Donald Trump seems not to have noticed yet but the Boeing aircraft company has just handed him a perfect opportunity to target the middle ground in American politics. Boeing has for decades been perhaps the most egregious corporate exemplar of what Trump rightly denounces as the stupidity and spinelessness of U.S. trade policy. That policy is based on David Ricardo’s two-hundred-year-old theory of comparative advantage, which is generally upheld not only by policymakers and media pundits but by almost the entire American business elite. While the wider American public has long sensed that there is something desperately wrong with U.S. trade policy, remarkably few American opinion leaders have hitherto realized that the assumptions underlying Ricardo’s venerable argument are now obsolete. In far too many cases moreover, such people have their own private reasons for tuning out the case against Ricardo. The result is that, in abiding by untrammelled free trade, the United States has condemned itself to a pattern not only of historically unheard-of trade deficits but massive layoffs throughout its once world-leading industrial base.
In the aerospace industry, one of the most obvious problems is that foreign purchases of American airplanes and jet engines are increasingly determined not on a free-market basis but rather are conceived as gambits in aggressive foreign-government-driven economic development programs. Companies like Boeing are asked to transfer key industrial secrets in return for airplane orders. Japan has become particularly skilled in this regard with the result that, almost entirely overlooked in the American media, it now boasts one of the world’s most advanced aerospace industries.
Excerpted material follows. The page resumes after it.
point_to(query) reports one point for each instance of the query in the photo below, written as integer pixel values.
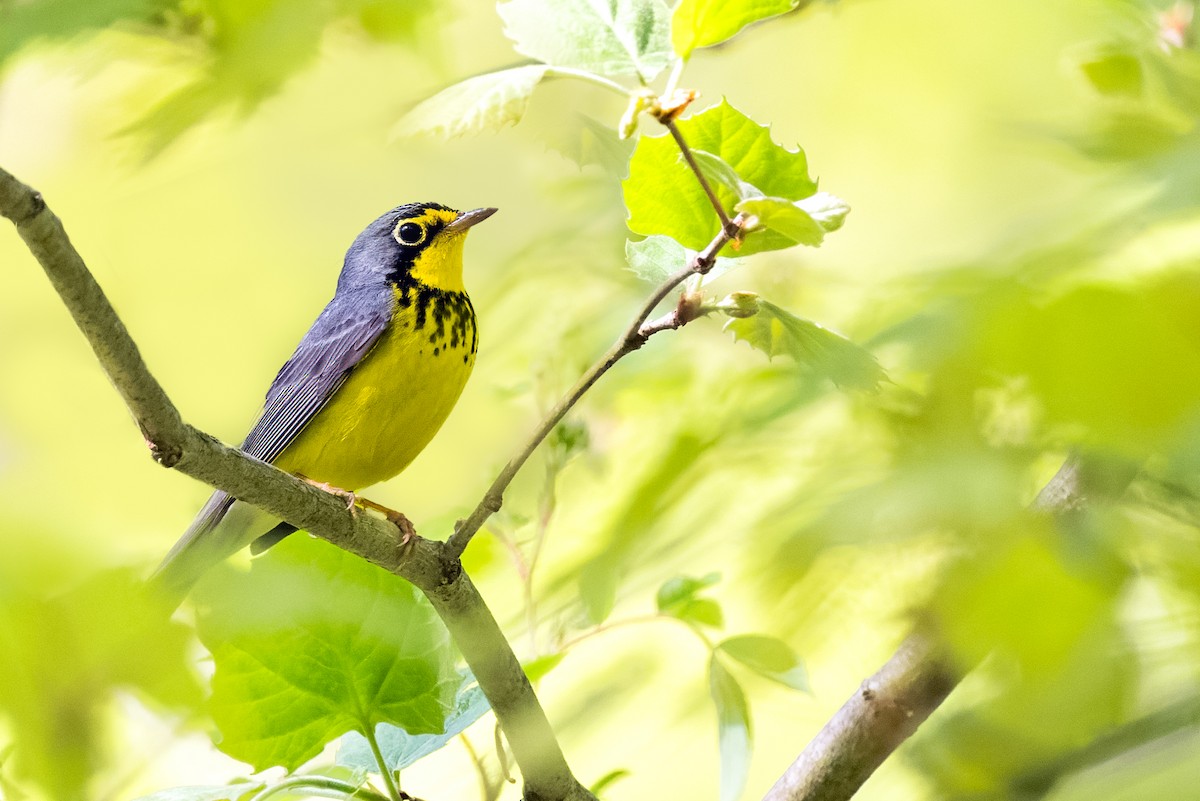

Mitsubishi is even planning to launch its own passenger jet in 2017. Think of this as the Toyota Corolla of the air.
What we know for sure is that with each new Boeing, the Tokyo government has insisted that the Japanese industrial system gets not only an increased share of the manufacturing work but the advanced production technology to handle such work. Tokyo has bargained so effectively that Japan’s share of Boeing’s latest plane, the 787, is fully 35 percent. Meanwhile Boeing has retained 35 percent in-house while the rest has been widely allocated around the world. Japan moreover accounts for the plane’s Unique Selling Proposition, its weight-saving carbon-fiber wings which are considered an extraordinary achievement in that carbon fiber is a particularly difficult material to work. In effect the 787, the most advanced passenger jet ever flown, is more a Japanese plane than an American one.
This represents a remarkable departure for a company that has hitherto always shrunk from manufacturing abroad. Although the new initiative has caused consternation among Boeing’s workers, it has received surprisingly little attention elsewhere. The mainstream media seem to have bought into Boeing’s story that the plant poses no threat to U.S. jobs. Supposedly the Chinese will be confined indefinitely to working on only one family of jets, the 737s, and even then will merely do the last stages of production (so-called “finishing,” most notably installing seats and painting interiors).
Not for the first time where Sino-American trade is concerned, the public relations story makes no sense. For a start Boeing is unlikely to have committed itself to all the trouble and expense of establishing a brand-new plant to do merely its least consequential tasks. As for the Chinese, they have no plans forever to play the back end of a pantomime horse in any industry, least of all such a strategically and economically important one as aerospace. If experience in other industries is any guide, they will increasingly turn the screws on Boeing to transfer ever more sophisticated technology.
There is a scandal here and the key to it is stock options. In return for transferring key technologies, Boeing can expect the Chinese to pay way above the odds for its planes. Thus its short-term profits will be powerfully boosted and so will be the value of top executives’ stock options. Meanwhile it will be years or even decades before the full cost to the American economy will be felt. By then today’s crop of Boeing executives will have long since passed from the stage.
Ultimately the solution is some serious saber rattling by U.S. policymakers. All they need to do is impress on America’s more aggressive partners that access to the American market is not a God-given right. It can be withdrawn if such partners do not play fair.
Chinese exporters in particular need the American market more than the American market needs Chinese exporters. Few American leaders are in a better position to make that point than Donald Trump. He already has the broad mass of the American public behind him on trade. And unlike virtually all his opponents, he is not beholden to Boeing or any of the other multinationals that have been selling America short.